The aesthetic of the video is also a departure from your past work—I’m thinking about “Una Casita”, which was seemingly more rooted in traditional Colombian garb. This was more of a demented, Rei Kawakubo-esque fantasy.
I was wearing local designers Voni Studio and Maria Beniaris and I was styled by Homosinner, an amazing indigenous Costa Riccan artist who’s work is really radical and queer and playful. I connected with them at a show after admiring each other’s work from afar. I wanted the visual for “Fascist Love” to be fucked up. After Sepalina’s more put-it-together rogue effort and Mi Casita’s moodiness, I wanted this to push what I was seen as. I have a theatre background, and a big part of my art is feeling and performing those feelings in my music, and manifesting it in how I look. I’ve always been intentional about what I wear. Clothes can conceal, reveal, strengthen, affirm, hide… how I dress is a huge part of my practice.
It’s hard to focus on love, on home, when one has to survive. To you, can love in any and all its forms be the most important community?
I love so much. Love is fucking amazing. I love my friends. I feel such joy with them. Up-keeping those relationships is really difficult. I think there are people constantly looking for romantic love. Some people need to fill that void. I need to fill that void! I’m romantic, I’m tender, I love affection… but love can exist in so many different ways. Love is accountability and harsh truths and holding yourself to the standard you deserve.
I wanted to ask you about the altar you had onstage at Sultan Room… I saw you bought flowers.
I grew up in Queens around a lot of discount stores and I still go to those stores. There’s so many hidden gems. I always loved thinking about ways to decorate my equipment table that was cheap and cute and these flowers always called to me. Fake flowers last forever, and I love that they’re neon and kitschy and obscure my equipment. It hides the voices, makes you wonder where they’re coming from. At the show you saw, the ancestors were like, “Bitch, you wanna call us? We’re gonna come and fuck your shit up.” I noticed after that on my looper I put track 33 and preset 3 on my vocal processor…it’s my life path number.
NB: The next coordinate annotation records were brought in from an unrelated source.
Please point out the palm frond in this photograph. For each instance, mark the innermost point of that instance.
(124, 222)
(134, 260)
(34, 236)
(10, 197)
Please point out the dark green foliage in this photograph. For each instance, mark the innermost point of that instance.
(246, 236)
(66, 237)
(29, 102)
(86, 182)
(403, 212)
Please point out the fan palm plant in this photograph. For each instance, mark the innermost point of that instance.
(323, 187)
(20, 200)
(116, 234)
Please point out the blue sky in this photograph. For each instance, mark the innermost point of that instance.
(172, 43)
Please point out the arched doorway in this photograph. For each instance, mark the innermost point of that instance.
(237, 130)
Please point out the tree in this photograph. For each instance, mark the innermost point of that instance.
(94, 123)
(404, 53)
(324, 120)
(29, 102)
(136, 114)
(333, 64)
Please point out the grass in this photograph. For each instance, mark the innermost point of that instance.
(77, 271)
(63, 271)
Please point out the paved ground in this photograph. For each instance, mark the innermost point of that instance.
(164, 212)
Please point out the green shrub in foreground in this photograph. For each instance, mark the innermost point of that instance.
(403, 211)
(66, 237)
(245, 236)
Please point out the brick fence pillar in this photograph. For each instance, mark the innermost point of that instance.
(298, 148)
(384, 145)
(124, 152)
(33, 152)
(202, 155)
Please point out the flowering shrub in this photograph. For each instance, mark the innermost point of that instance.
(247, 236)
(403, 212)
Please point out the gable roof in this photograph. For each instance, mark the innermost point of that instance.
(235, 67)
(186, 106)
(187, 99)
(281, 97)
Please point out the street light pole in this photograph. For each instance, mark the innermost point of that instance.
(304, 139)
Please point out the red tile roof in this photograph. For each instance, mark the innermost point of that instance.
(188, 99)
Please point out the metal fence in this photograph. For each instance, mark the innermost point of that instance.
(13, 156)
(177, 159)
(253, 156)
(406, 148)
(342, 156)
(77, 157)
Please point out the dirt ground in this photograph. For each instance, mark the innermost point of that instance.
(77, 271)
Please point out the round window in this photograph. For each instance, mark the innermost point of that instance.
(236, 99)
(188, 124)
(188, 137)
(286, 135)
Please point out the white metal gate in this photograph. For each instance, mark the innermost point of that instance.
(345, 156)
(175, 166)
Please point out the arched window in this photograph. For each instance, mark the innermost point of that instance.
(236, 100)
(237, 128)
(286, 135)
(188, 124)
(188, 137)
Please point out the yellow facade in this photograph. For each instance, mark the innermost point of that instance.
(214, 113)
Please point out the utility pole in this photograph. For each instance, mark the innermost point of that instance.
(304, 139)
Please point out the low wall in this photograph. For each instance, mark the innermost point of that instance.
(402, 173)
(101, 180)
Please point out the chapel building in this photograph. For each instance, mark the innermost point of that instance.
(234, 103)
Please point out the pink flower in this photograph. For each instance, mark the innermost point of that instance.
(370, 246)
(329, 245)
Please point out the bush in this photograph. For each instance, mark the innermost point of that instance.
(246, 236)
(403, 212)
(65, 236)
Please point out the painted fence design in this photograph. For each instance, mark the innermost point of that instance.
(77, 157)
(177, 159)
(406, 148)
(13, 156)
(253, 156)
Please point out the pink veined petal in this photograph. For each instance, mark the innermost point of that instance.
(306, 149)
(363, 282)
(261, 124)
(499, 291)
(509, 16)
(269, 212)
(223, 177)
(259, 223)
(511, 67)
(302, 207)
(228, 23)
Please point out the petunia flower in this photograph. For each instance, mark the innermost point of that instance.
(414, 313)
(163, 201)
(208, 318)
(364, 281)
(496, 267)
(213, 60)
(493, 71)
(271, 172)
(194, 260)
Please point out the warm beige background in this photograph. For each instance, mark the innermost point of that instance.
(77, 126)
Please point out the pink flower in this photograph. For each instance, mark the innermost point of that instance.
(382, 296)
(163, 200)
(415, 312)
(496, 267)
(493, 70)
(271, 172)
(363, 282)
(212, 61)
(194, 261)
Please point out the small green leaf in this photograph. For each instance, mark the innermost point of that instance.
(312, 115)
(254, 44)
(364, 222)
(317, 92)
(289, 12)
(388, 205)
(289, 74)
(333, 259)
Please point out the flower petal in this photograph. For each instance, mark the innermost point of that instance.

I realized I was invoking 333, and like… is that why shit got crazy up there?
Is being onstage a kind of ceremony for you?
My purpose is to ground myself enough that everything I’m doing is the most authentic thing I could be doing at that moment. It’s really scary. When I talk about home and my body… I’m at home onstage. I’m at home collaborating and singing my songs. It’s a responsibility, too, to convey your message and yourself as clearly and as genuinely as you can.